Canada is getting a new sourcing trade show with an international perspective.
Apparel Textile Sourcing Canada will take place Aug. 22 to 24 at the International Centre in Toronto and is meant to give Canadian apparel and textile manufacturers, retailers and designers a boost in the competitive global environment.
The event will bring to Canada hundreds of apparel and textile companies from around the world, including China, India, Bangladesh, Mexico, the U.S., Honduras and Peru. China will have 125 apparel suppliers represented.
Organizers said ATSC will provide attendees with new insights and up-to-date information needed to more easily and effectively navigate the sourcing process.

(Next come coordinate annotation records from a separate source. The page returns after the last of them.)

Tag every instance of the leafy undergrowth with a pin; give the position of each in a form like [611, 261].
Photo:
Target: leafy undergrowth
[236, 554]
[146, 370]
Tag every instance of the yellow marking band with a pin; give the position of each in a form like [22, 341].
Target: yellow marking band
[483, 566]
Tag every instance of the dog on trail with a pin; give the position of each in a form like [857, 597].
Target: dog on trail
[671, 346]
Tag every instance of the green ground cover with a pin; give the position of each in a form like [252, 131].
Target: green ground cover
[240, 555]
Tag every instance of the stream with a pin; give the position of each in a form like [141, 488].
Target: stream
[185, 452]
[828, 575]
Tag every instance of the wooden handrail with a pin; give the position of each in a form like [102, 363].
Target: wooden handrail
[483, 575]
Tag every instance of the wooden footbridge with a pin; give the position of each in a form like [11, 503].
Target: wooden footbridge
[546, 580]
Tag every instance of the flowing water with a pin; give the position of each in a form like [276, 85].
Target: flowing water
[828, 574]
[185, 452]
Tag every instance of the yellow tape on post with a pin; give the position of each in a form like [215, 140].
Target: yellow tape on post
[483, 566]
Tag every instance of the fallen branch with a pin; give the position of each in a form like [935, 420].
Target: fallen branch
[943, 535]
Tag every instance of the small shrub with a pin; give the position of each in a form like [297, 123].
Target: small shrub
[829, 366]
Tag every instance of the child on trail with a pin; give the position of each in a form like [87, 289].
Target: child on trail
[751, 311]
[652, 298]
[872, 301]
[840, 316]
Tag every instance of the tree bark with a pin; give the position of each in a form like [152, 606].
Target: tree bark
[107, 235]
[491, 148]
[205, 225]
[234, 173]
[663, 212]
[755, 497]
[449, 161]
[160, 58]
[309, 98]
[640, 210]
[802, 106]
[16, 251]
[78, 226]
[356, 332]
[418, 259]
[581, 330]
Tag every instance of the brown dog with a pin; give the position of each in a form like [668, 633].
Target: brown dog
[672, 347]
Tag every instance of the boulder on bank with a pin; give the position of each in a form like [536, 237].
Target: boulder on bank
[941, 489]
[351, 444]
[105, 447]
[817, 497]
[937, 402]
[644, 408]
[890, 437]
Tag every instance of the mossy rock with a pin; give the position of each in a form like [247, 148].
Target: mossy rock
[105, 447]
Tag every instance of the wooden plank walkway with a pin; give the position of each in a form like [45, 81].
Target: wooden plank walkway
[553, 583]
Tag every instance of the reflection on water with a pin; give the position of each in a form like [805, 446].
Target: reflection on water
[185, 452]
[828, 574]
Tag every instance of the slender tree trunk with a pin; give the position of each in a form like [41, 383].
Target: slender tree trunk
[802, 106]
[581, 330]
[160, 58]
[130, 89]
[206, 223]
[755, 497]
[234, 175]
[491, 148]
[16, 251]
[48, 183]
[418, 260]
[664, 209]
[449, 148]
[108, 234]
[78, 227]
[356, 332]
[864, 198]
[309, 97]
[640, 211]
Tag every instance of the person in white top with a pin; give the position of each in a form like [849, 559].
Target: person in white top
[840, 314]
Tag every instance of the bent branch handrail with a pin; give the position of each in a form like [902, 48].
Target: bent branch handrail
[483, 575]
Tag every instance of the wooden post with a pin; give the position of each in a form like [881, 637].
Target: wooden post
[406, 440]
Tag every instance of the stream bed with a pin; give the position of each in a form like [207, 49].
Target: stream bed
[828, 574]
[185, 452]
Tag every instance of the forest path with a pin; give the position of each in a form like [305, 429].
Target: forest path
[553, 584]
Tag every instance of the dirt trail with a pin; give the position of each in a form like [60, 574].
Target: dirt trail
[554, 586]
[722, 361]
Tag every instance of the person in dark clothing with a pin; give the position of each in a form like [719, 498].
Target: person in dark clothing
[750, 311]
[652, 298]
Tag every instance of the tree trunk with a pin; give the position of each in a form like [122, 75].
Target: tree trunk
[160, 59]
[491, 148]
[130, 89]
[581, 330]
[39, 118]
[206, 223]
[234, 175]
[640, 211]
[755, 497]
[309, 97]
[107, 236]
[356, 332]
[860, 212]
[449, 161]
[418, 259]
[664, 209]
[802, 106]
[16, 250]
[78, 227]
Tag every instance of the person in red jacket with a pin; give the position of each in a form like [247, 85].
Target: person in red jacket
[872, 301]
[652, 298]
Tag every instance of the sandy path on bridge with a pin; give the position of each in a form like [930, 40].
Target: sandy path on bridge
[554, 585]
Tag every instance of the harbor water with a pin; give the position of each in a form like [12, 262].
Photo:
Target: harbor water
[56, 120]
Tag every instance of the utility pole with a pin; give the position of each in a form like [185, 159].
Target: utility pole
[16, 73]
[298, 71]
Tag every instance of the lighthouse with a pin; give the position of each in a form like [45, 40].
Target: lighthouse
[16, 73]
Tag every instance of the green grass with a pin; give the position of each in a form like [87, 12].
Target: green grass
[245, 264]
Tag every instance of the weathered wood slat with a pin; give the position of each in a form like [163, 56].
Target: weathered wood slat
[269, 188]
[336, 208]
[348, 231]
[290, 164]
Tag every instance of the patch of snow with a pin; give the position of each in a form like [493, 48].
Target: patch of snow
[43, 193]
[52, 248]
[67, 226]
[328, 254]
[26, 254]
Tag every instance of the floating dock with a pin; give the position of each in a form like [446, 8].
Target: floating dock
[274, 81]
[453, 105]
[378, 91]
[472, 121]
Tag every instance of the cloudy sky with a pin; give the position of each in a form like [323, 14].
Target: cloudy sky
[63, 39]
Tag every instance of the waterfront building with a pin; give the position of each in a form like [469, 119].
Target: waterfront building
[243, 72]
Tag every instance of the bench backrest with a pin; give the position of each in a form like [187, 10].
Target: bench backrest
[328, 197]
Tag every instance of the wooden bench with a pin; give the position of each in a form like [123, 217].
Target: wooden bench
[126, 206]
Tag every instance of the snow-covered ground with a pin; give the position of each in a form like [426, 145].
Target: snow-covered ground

“The introduction of ATSC is a direct response to market demand and fills a significant gap in the Canadian market,” said Jason Prescott, chief executive officer of JP Communication, parent company of TopTenWholesale.com and Manufacturer.com, as well as the organizer of the event.
“ATSC provides an unparalleled opportunity for Canadian apparel and textile importers and retailers to access the most current importing information from industry insiders and to connect with the world’s major apparel and textile manufacturers, all under one roof, without having to incur the time or expense of traveling abroad,” said Prescott, emphasizing that Canada imported more than $14 billion in apparel and textiles in 2015, up 20 percent from 2012.
Presented in coordination with the China Chamber of Commerce for Import and Export of Textile and Apparel, the event is supported by the Ottawa-based Canadian Apparel Federation, the Consulate General of the People’s Republic of China in Toronto, the Trade Office of Peru and exporting agencies ProMexico and ProColombia.
“Canada has long needed a venue where apparel and textile importers and retailers can learn about sourcing best practices while meeting producers from around the world,” said Bob Kirke, CAF executive director. “ATSC offers an important new resource for our domestic market.”
He said for now the plan is to hold the show once a year, and his company has a three-year contract.
In addition to the 200 international exhibits to be displayed at the show, ATSC will also feature three days of conference sessions led by industry and government experts covering topics ranging from the Trans-Pacific Partnership and other trade agreements, best practices and the changing Canadian market to tips on how to choose overseas producers and new approaches for Canadians looking to enter the U.S. market.
A panel on ethical manufacturing of apparel and textiles, featuring executives from quality-control organizations Wrap and TesTex, will also be presented.
A “Made in Canada” section will showcase Canadian manufacturers that source apparel and textiles from abroad for their finished goods, as well as Canadian designers who have their designs produced into finished products overseas.
Prescott said while the Canadian apparel and textile manufacturing sector hasn’t had the resurgence that Made in America has, he felt it was still important to showcase the domestic industry.
He noted that there are 1,300 preregistered attendees, for what he said is the “first-ever such show in Canada.”
He added: “An international sourcing show is way overdue.”